Seasonal adjustments

Although the wind isn't howling yet, today's weather in and around the Twin Cities is a reminder of the storm that sank the Edmund Fitzgerald 39 years ago, with the loss of all 29 members of her crew. Gordon Lightfoot created a haunting ballad of remembrance and Prudence Johnson's songs from 10 November also focus on that tragedy. Locally, I imagine that, if our neighborhood bear hadn't decided to hibernate yet, today's snow should convince him or her that it's time. After s/he trashed one of the bird feeders last Spring, we threw it out but then lost track of the need to replace it for this Winter.

bear eating the sunflower seeds and the sunflower seed feeder
bear eating the sunflower seeds and the sunflower seed feeder
Photo by J. Harrington

As daylight revealed this morning, snow has accumulated. Watching bird visitors plus some free loaders adds color and activity to our Winter landscape. Local critters survived for years before we put up feeders, but we weren't here in those days to watch them. Local non-feathered, non-hibernating critters do show up from time to time if we have a full feeder that birds can scatter seeds from. The next time I'm out running errands, I'll remember to pick up a replacement to go in the front yard and hope to take it down before the bear uses it as a tooth pick. Rabbits and birds, but not squirrels, impose less wear and tear on feeders than bears do.

cottontails sometimes appreciate messy birds at feeders
cottontails sometimes appreciate messy birds at feeders
Photo by J. Harrington

I hope you and your loved ones enjoy the holidays coming up, and stay safe and warm this Winter. Remember, it should only be another five or six months until we've seen the snow all melt. El Nino anyone? Or, shall we, as does Patricia Clark, find the best of the deal we have?

Fifty-Fifty

By Patricia Clark 

You can have the grackle whistling blackly 
        from the feeder as it tosses seed,

if I can have the red-tailed hawk perched
        imperious as an eagle on the high branch.

You can have the brown shed, the field mice
        hiding under the mower, the wasp’s nest on the door,

if I can have the house of the dead oak,
        its hollowed center and feather-lined cave.

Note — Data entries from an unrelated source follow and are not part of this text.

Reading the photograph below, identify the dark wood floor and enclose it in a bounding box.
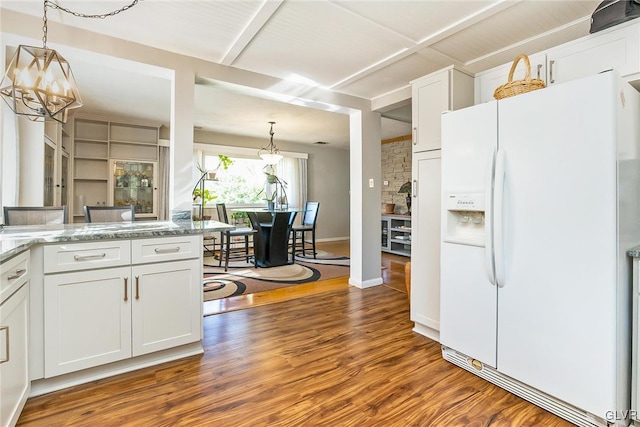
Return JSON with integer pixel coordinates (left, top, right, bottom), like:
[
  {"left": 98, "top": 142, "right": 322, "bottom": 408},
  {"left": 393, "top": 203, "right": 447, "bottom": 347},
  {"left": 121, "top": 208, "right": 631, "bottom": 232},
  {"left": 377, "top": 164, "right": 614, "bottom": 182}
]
[{"left": 17, "top": 242, "right": 571, "bottom": 426}]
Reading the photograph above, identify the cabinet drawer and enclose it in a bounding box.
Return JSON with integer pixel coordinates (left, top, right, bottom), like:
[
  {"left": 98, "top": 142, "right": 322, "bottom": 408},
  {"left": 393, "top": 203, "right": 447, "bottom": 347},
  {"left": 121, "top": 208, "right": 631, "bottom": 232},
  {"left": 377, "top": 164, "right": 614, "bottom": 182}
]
[
  {"left": 131, "top": 235, "right": 201, "bottom": 265},
  {"left": 1, "top": 251, "right": 30, "bottom": 305},
  {"left": 44, "top": 241, "right": 131, "bottom": 273}
]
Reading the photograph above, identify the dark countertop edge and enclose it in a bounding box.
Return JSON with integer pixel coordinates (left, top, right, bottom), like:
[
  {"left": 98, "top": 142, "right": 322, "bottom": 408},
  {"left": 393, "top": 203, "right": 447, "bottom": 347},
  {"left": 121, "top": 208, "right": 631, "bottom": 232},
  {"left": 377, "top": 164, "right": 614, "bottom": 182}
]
[{"left": 0, "top": 220, "right": 234, "bottom": 264}]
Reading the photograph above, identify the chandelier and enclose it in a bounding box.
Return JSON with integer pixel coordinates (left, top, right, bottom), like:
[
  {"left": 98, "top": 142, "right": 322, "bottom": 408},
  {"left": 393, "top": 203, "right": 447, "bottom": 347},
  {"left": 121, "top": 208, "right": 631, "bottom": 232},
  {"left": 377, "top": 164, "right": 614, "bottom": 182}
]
[
  {"left": 0, "top": 0, "right": 140, "bottom": 124},
  {"left": 258, "top": 121, "right": 283, "bottom": 165}
]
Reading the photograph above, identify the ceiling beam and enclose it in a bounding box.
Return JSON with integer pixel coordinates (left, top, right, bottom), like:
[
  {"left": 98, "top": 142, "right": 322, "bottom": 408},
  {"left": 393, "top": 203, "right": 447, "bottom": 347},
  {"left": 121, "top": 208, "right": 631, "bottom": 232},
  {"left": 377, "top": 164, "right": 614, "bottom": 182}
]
[
  {"left": 220, "top": 0, "right": 284, "bottom": 66},
  {"left": 330, "top": 0, "right": 522, "bottom": 91}
]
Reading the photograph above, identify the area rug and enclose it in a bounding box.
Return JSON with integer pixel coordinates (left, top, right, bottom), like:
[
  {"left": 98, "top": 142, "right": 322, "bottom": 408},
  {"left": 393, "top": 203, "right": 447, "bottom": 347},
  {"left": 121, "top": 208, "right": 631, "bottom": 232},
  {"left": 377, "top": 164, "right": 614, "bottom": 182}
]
[{"left": 203, "top": 250, "right": 350, "bottom": 301}]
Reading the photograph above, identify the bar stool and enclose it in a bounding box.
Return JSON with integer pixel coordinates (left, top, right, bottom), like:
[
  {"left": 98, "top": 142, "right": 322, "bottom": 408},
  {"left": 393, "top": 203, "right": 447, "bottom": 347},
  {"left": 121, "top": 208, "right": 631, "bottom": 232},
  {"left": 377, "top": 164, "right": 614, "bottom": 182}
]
[{"left": 216, "top": 204, "right": 256, "bottom": 271}]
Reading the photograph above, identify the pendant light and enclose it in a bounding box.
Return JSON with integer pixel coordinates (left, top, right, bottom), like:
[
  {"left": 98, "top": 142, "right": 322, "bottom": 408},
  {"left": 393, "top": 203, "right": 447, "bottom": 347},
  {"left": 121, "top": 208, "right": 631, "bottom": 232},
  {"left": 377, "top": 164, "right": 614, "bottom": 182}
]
[
  {"left": 0, "top": 0, "right": 140, "bottom": 124},
  {"left": 259, "top": 121, "right": 283, "bottom": 165}
]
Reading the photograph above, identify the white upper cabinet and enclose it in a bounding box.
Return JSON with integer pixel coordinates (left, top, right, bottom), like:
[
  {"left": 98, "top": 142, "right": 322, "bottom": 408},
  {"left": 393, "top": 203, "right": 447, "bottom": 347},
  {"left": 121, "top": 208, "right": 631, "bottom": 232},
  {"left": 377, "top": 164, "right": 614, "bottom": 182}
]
[
  {"left": 411, "top": 67, "right": 474, "bottom": 153},
  {"left": 475, "top": 20, "right": 640, "bottom": 104},
  {"left": 546, "top": 21, "right": 639, "bottom": 86},
  {"left": 475, "top": 53, "right": 547, "bottom": 105}
]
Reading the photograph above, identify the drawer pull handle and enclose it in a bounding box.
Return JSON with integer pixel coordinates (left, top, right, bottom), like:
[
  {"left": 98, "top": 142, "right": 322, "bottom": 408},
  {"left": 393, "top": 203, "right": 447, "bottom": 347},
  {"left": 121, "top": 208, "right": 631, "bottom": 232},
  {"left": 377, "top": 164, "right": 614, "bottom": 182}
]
[
  {"left": 0, "top": 326, "right": 9, "bottom": 365},
  {"left": 154, "top": 247, "right": 180, "bottom": 254},
  {"left": 135, "top": 276, "right": 140, "bottom": 300},
  {"left": 124, "top": 277, "right": 128, "bottom": 302},
  {"left": 7, "top": 268, "right": 26, "bottom": 280},
  {"left": 74, "top": 253, "right": 107, "bottom": 261}
]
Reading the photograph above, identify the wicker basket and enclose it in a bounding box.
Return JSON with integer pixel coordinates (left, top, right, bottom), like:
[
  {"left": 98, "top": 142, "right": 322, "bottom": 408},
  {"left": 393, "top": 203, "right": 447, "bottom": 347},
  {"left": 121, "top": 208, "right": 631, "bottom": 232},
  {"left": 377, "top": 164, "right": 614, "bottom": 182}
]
[{"left": 493, "top": 54, "right": 546, "bottom": 100}]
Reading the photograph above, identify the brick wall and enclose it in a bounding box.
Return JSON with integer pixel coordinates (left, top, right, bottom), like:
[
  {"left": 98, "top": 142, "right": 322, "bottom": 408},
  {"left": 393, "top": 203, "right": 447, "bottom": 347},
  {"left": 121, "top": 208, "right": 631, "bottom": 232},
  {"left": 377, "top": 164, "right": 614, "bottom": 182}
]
[{"left": 381, "top": 138, "right": 411, "bottom": 214}]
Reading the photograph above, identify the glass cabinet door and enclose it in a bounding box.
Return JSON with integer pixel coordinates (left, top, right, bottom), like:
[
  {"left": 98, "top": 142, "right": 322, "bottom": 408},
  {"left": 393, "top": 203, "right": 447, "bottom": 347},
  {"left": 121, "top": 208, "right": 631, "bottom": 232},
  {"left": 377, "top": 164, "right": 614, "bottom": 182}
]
[
  {"left": 111, "top": 160, "right": 157, "bottom": 217},
  {"left": 44, "top": 141, "right": 55, "bottom": 206}
]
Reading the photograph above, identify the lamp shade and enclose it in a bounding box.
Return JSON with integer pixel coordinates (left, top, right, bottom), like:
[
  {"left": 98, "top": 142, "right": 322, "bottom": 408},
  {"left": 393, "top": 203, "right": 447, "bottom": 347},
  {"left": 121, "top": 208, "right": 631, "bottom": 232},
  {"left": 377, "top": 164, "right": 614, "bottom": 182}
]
[
  {"left": 398, "top": 181, "right": 412, "bottom": 194},
  {"left": 0, "top": 45, "right": 82, "bottom": 124},
  {"left": 258, "top": 121, "right": 282, "bottom": 164},
  {"left": 260, "top": 152, "right": 283, "bottom": 165}
]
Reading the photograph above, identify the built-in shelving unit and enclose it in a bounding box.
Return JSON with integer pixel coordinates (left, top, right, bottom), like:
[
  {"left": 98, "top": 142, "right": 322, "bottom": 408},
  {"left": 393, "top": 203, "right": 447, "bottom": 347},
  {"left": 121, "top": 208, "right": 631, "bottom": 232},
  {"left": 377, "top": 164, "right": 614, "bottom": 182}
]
[
  {"left": 72, "top": 118, "right": 159, "bottom": 222},
  {"left": 381, "top": 214, "right": 411, "bottom": 257}
]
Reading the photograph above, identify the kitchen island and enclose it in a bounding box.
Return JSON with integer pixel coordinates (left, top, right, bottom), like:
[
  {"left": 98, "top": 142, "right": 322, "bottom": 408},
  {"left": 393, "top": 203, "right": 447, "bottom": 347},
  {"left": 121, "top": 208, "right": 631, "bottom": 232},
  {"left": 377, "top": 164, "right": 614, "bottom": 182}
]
[{"left": 0, "top": 220, "right": 233, "bottom": 426}]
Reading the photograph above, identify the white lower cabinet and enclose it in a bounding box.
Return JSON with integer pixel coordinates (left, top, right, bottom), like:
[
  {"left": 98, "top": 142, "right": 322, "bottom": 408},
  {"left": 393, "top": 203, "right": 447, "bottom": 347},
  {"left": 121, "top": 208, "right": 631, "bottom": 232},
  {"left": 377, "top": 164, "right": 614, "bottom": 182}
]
[
  {"left": 44, "top": 267, "right": 132, "bottom": 377},
  {"left": 1, "top": 251, "right": 30, "bottom": 427},
  {"left": 1, "top": 285, "right": 30, "bottom": 427},
  {"left": 132, "top": 259, "right": 201, "bottom": 356},
  {"left": 43, "top": 235, "right": 202, "bottom": 378},
  {"left": 410, "top": 150, "right": 441, "bottom": 342}
]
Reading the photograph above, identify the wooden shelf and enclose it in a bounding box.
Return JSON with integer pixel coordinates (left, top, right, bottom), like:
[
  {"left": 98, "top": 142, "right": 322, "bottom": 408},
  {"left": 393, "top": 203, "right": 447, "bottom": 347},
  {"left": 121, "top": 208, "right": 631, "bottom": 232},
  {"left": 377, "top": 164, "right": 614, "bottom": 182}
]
[{"left": 72, "top": 117, "right": 159, "bottom": 218}]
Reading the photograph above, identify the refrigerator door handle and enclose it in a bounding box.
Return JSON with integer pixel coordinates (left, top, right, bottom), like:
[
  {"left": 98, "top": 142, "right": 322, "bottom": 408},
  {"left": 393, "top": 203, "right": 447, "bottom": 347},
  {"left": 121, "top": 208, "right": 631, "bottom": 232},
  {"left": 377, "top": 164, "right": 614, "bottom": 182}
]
[
  {"left": 484, "top": 147, "right": 497, "bottom": 286},
  {"left": 494, "top": 148, "right": 506, "bottom": 288}
]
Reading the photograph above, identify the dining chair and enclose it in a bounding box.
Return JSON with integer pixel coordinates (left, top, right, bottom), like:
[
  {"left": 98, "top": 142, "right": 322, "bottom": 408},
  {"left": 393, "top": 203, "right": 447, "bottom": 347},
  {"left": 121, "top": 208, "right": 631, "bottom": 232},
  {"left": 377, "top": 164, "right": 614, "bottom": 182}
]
[
  {"left": 84, "top": 205, "right": 135, "bottom": 223},
  {"left": 3, "top": 206, "right": 69, "bottom": 225},
  {"left": 290, "top": 201, "right": 320, "bottom": 259},
  {"left": 216, "top": 203, "right": 257, "bottom": 271}
]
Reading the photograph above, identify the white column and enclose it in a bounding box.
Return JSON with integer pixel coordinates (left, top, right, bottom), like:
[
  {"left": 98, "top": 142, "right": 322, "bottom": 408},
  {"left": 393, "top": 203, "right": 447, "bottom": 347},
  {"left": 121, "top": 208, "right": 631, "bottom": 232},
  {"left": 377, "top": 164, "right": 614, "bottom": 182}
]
[
  {"left": 169, "top": 69, "right": 195, "bottom": 218},
  {"left": 349, "top": 109, "right": 383, "bottom": 288},
  {"left": 18, "top": 119, "right": 44, "bottom": 206}
]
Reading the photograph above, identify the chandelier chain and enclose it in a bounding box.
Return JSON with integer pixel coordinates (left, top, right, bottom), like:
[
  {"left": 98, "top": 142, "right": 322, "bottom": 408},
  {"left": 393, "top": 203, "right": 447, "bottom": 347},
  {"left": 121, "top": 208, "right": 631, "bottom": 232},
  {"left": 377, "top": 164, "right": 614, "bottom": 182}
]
[
  {"left": 40, "top": 0, "right": 140, "bottom": 48},
  {"left": 42, "top": 1, "right": 48, "bottom": 47},
  {"left": 44, "top": 0, "right": 140, "bottom": 20}
]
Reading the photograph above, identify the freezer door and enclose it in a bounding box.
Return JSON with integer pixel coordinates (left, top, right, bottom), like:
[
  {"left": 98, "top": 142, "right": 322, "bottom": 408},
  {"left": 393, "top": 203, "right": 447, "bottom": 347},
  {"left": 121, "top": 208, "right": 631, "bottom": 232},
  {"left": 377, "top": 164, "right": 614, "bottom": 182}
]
[
  {"left": 440, "top": 102, "right": 498, "bottom": 367},
  {"left": 496, "top": 73, "right": 620, "bottom": 417}
]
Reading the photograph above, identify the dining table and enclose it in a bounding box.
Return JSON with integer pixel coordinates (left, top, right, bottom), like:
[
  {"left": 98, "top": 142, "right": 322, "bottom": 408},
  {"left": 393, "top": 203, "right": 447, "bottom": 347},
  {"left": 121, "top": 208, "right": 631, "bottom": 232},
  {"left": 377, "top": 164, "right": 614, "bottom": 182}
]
[{"left": 235, "top": 208, "right": 304, "bottom": 268}]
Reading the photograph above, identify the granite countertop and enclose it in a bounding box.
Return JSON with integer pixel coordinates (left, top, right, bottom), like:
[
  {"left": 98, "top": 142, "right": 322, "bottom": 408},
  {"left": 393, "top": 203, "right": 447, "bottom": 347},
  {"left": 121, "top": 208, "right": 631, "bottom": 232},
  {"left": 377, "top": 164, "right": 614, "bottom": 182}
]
[
  {"left": 0, "top": 220, "right": 234, "bottom": 263},
  {"left": 629, "top": 246, "right": 640, "bottom": 258}
]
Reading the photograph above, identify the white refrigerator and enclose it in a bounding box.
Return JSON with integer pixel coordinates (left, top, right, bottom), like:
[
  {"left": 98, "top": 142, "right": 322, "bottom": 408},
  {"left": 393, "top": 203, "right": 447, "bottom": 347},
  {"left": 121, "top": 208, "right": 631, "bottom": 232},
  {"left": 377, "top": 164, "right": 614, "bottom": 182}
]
[{"left": 440, "top": 71, "right": 640, "bottom": 427}]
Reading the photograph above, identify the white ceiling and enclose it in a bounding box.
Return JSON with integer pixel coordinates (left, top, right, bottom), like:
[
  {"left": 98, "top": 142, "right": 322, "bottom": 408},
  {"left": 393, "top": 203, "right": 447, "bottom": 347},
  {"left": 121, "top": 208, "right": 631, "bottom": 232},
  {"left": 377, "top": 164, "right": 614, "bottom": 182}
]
[{"left": 1, "top": 0, "right": 601, "bottom": 148}]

You can have the deck at midnight, the possum
        vacuuming the yard in its white prowl,

if I can have the yard of wild dreaming, pesky
        raccoons, and the roaming, occasional bear.

You can have the whole house, window to window,
        roof to soffits to hardwood floors,

if I can have the screened porch at dawn, 
        the Milky Way, any comets in our yard.